Mexico’s Economic Forecast Keeps ChangingBy Sofía Hanna | Thu, 08/12/2021 - 16:07
This week, Banxico adjusted its forecast for Mexico’s GDP as annual inflation slowly decreases from its peak in Abril. The global shortage of containers has elevated trading prices and and complicated imports and exports to Asia. Meanwhile, BBVA commented that Millenials became essential during the pandemic and the economic recovery. Finally, Lisset May Cervantes, Senior Director of Sales at Kueski, discussed the buy now, pay later (BNPL) model and explains why it is popular among new generations.
Interested in more? Here are the week’s major headlines in Finance!
- BBVA Research said that Millennials are essential to the economy as almost one out of every three active workers during the pandemic belonged to this generation, which allowed them to play a fundamental role in Mexico’s economic reopening. The Generation X population has higher incomes than Millennials with professional degrees (35 percent higher) or graduate studies (48 percent higher). Given the weight Millennials have in the workforce, BBVA recommended incentives in regions that provide low wages so that the talented population does not try to migrate to other areas or countries.

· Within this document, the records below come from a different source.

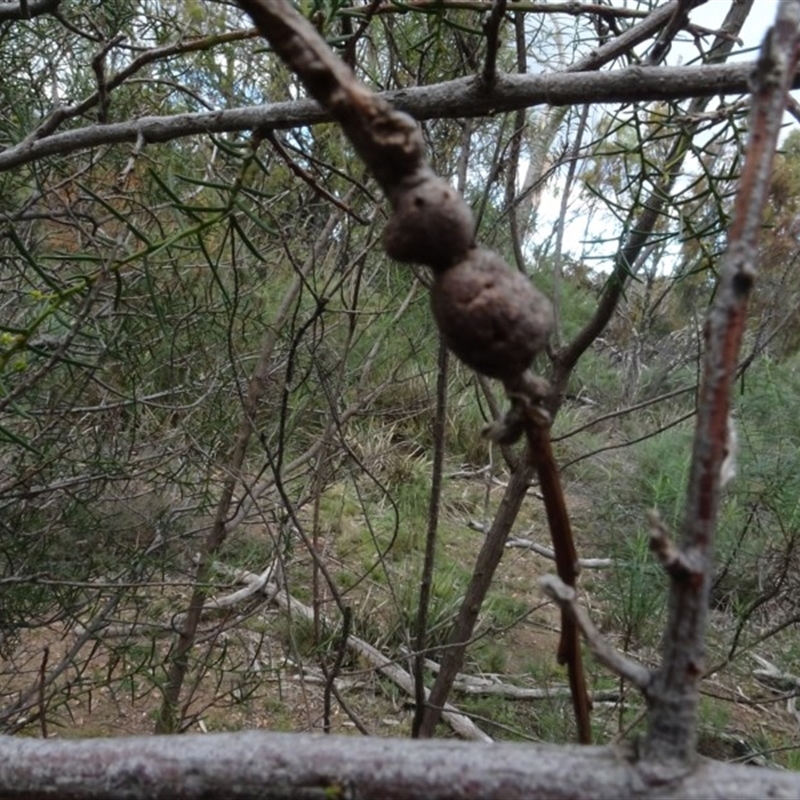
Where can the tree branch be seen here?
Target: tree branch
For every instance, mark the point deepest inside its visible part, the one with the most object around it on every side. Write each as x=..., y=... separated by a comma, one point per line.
x=256, y=765
x=464, y=97
x=27, y=10
x=672, y=733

- Banxico adjusted its GDP forecast from 5.8 percent to 6.1 percent year-on-year and expects 2021 to close with a 5 percent inflation rate. This change was due to increases in commodities (which drove other prices) and changes in consumption patterns. Even though Banxico’s forecast changed, Banorte explains that there are expectations that medium-term inflation will revert downward, with long-term inflation unchanged. Similarly, the estimates for the underlying inflation in the medium and long term were unchanged, both at 3.5 percent. According to a survey by Banorte, the factor that has influenced this estimate the most is governance, followed by internal economic conditions, public finances, inflation, public insecurity, domestic political uncertainty, uncertainty about the domestic economic environment and the weakness of the domestic market.

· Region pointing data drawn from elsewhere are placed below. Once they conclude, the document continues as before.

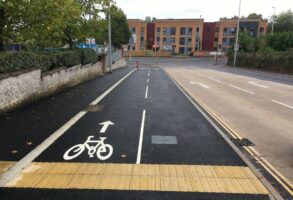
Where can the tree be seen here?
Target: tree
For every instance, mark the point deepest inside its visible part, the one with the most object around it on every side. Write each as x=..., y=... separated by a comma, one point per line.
x=246, y=42
x=283, y=22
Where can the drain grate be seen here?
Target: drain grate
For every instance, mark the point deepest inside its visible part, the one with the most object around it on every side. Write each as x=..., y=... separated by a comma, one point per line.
x=242, y=142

- Mexico could enter the Top 10 global economies, given how exports are recovering. However, the ocean freight rate in 2H2021 continues at record highs due to high levels of demand, which could cause difficulties for shipping to China. The freight all kinds (FAK) rate for the Asia-US maritime corridor increased again during July, with the ocean-all-in in the Asia-US West Coast corridor being US$19,500–US$25,000 for a 40HQ container, which is equivalent to a 600 percent year-on-year increase. The Asia-US East Coast corridor was at US$25,500–US$30,200 for a 40HQ container, equivalent to an increase of 500 percent compared to July 2020. The shortage should decrease as port congestion reduces when companies are able to resume their normal work rhythms, which were disrupted by the pandemic.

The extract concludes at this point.